Why can't we simply substitute the input variable into the output of a function?

Sorry if this question has been asked before. I'm not sure how to phrase this question properly (hence I couldn't find any fruitful results on Google).

We know that the following holds true for $|x| < 1$,

$$\frac{1}{1-x} = \sum_{i=0}^\infty x^i = 1 + x + x^2 + \ldots$$

If we substitute $x^2$ as the variable into both sides of the equation, we obtain:

$$\frac{1}{1-x^2} = \sum_{i=0}^\infty x^i = 1 + x^2 + x^4 + \ldots$$

which is also true.

However, if we try the same with integration, we will get a different outcome.

The following holds true by basic law of integration:

$$\int x dx = \frac{x^2}{2} + C$$ where C is an arbitrary constant.

If we substitute $x^2$ as the variable into both sides of the equation, we obtain:

$$\int x^2 dx = \frac{x^4}{2} + C$$

which is clearly wrong.

My question is, $x$ is meant to be an arbitrary input for a function. Hence, (I think) we could substitute $x$ with anything and simply plug the new variable into the output as well. Although this is evidently false in the integration example, it works for the example using geometric series. Why does this claim hold true sometimes and fail in other situations (just like in the 2 examples given above)?

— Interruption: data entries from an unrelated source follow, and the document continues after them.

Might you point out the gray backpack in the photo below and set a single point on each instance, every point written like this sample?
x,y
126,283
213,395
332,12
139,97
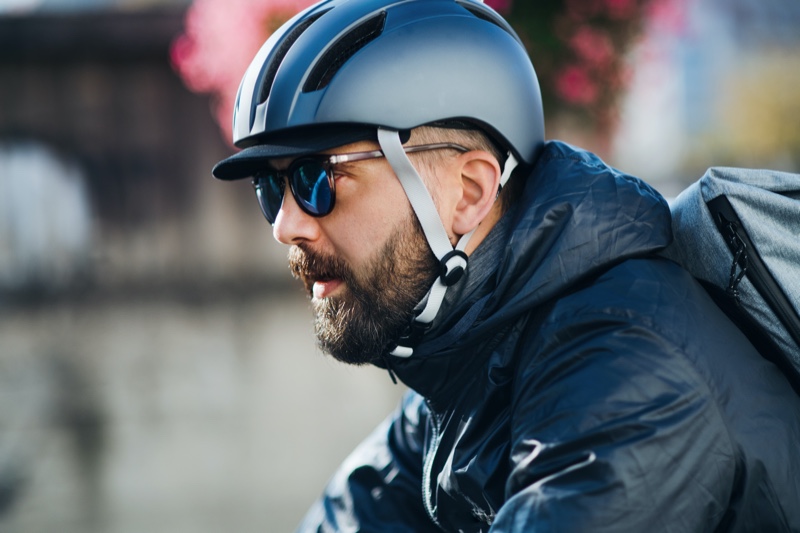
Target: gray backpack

You can substitute $x^2$ as the variable, but you need to substitute it everywhere it appears. In the OP's example, you did not substitute it into the $dx$. $$\int x^2 d(x^2)=\int 2x^3dx=\frac{x^4}{2}+C$$
Hence your example... (you've substituted $y=g(x)$, where $g(x)=x^2$ into an integral, and $g'(x)=2x\not =1$, so this throws a wrench in the works)